The content of the binder in the electrode composition is usually 1% by mass to 10% by mass, preferably 1% by mass to 6% by mass, and more preferably 1% by mass to 2% by mass.

In addition, the electrode composition may contain a conductive aid as needed. Examples of the conductive aid include conductive carbon such as carbon black, acetylene black, and Ketjen black. The content of the conductive aid in the electrode composition is usually 0.01% by mass to 20% by mass, preferably 0.1% by mass to 10% by mass.

In addition, as the solvent used in the electrode composition, an aqueous solvent is preferable. The type of the water-based solvent is not particularly limited, but water, a water-soluble organic solvent, or a mixed solvent thereof is preferable, and water is more preferable.

The so-called water-soluble organic solvent refers to an organic solvent dissolved in water. Examples thereof include methanol, ethanol, 2-propanol, butanol, glycerol, acetone, methyl ethyl ketone, 1,4-dioxane, N-methyl-2-pyrrolidone, tetrahydrofuran ( tetrahydrofuran (THF), N,N-dimethylformamide (N,N-dimethylformamide, DMF), N,N-dimethylacetamide, dimethyl sulfoxide (DMSO), acetonitrile, Methyl triethylene glycol succinate, acetic acid, combinations of these, and the like.

When the mixed solvent is used as an aqueous solvent, the amount of the water-soluble organic solvent in the mixed solvent is preferably 10% by mass or more, more preferably 50% by mass or more, and still more preferably 70% by mass or more. The upper limit of the amount is not particularly limited, but is preferably 95% by mass or less, more preferably 90% by mass or less. In addition, without prejudice to the effect of the invention The water-based solvent may also include a water-insoluble organic solvent within the scope of the present invention.

The production conditions of the electrode composition are not particularly limited. For example, other components constituting the electrode composition are added to an aqueous solution of carboxymethyl cellulose and/or its salt, and mixed as necessary while stirring.

In addition, the properties of the electrode composition are also not particularly limited. For example, a liquid state, a paste form, a slurry form, etc. are mentioned, and any one may be sufficient.

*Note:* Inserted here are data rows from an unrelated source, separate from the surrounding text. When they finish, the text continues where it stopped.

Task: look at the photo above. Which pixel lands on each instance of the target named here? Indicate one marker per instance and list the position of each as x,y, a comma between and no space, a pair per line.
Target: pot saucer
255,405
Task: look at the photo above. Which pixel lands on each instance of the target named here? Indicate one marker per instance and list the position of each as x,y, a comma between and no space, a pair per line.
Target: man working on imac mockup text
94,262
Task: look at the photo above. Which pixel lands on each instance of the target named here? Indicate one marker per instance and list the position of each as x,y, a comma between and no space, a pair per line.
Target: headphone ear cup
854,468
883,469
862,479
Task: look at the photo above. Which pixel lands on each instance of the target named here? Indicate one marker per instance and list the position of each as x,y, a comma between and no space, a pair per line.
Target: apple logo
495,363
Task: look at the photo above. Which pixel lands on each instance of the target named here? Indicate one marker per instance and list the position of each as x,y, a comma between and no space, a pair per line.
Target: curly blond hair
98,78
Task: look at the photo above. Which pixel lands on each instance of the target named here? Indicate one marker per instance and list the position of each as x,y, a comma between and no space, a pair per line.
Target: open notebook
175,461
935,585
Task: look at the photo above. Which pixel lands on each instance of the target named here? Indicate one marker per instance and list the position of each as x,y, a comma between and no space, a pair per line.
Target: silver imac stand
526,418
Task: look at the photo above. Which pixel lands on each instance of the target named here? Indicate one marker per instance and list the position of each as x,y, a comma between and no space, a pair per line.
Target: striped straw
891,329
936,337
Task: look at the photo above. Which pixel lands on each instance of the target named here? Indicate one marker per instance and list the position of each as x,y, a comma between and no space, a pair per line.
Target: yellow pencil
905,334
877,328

<Active material coating body>

By applying the electrode composition on the current collector, an active material-coated body can be obtained. As a coating method, for example, blade coating, bar coating, and die coating are mentioned, and blade coating is preferable. For example, in the case of doctor blade coating, a method of casting the electrode composition on the current collector using a coating device such as a doctor blade can be exemplified. In addition, the method of lamination is not limited to the above-mentioned specific example, and a method may be exemplified in which the electrode composition is ejected from an extrusion-type liquid injector having a slit nozzle onto a current collector that is wound around a backup roll and travels material and coated. In doctor blade coating, after casting, drying by heating (for example, 80° C. to 120° C., and heating time, for example, 4 hours to 12 hours), etc., and pressing by roll pressing, etc. can be performed as necessary. An active material-coated body is obtained.

<Current collector>

As the current collector, any conductor can be used as long as it does not cause a fatal chemical change in the electrode or battery to be formed. When an electrode is a negative electrode, the current collector for negative electrodes can be used, and when an electrode is a positive electrode, the current collector for positive electrodes can be used.

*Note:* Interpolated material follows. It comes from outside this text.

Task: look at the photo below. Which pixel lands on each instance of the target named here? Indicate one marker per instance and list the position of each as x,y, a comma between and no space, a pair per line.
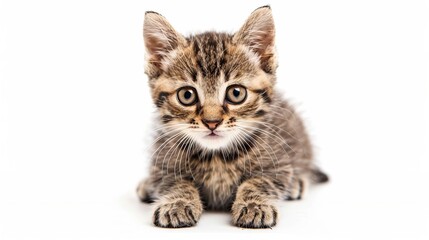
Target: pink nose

As a material of the current collector for negative electrodes, stainless steel, nickel, copper, titanium, carbon, a material in which carbon, nickel, titanium, or silver is adhered to the surface of copper or stainless steel, and the like can be exemplified. Among these, copper or a copper alloy is preferable, and copper is more preferable.

As a material of the current collector for positive electrodes, metals such as aluminum and stainless steel can be exemplified, and aluminum is preferred.

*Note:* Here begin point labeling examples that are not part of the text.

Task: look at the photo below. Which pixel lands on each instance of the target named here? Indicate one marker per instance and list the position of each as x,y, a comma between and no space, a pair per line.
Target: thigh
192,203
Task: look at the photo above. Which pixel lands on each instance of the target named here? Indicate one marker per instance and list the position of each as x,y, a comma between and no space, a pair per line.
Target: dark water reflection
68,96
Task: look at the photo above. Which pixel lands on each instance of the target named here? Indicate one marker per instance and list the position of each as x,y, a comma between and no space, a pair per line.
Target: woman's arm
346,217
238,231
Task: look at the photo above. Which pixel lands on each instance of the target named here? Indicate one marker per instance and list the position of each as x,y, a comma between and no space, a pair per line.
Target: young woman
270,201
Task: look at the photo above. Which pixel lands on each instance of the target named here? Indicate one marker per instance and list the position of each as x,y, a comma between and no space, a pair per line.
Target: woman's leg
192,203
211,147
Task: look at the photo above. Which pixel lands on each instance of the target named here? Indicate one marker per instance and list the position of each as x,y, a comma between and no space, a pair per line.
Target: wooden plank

As the shape of the current collector, a mesh, a punched metal, a foamed metal, a foil processed into a plate shape, etc. can be exemplified, and a foil processed into a plate shape is preferred.

<Solution containing carboxymethylcellulose and/or its salt>

In the electrode for a nonaqueous electrolyte secondary battery of the present invention, it is preferable that a solution containing carboxymethyl cellulose and/or a salt thereof is further coated on the active material-coated body formed on the current collector.

As such a solution containing carboxymethylcellulose and/or a salt thereof, an aqueous solvent in which carboxymethylcellulose is dissolved may be used as a solvent, and it is generally preferable to use water as a solvent. In addition, the above-mentioned solvent is mentioned as an aqueous solvent.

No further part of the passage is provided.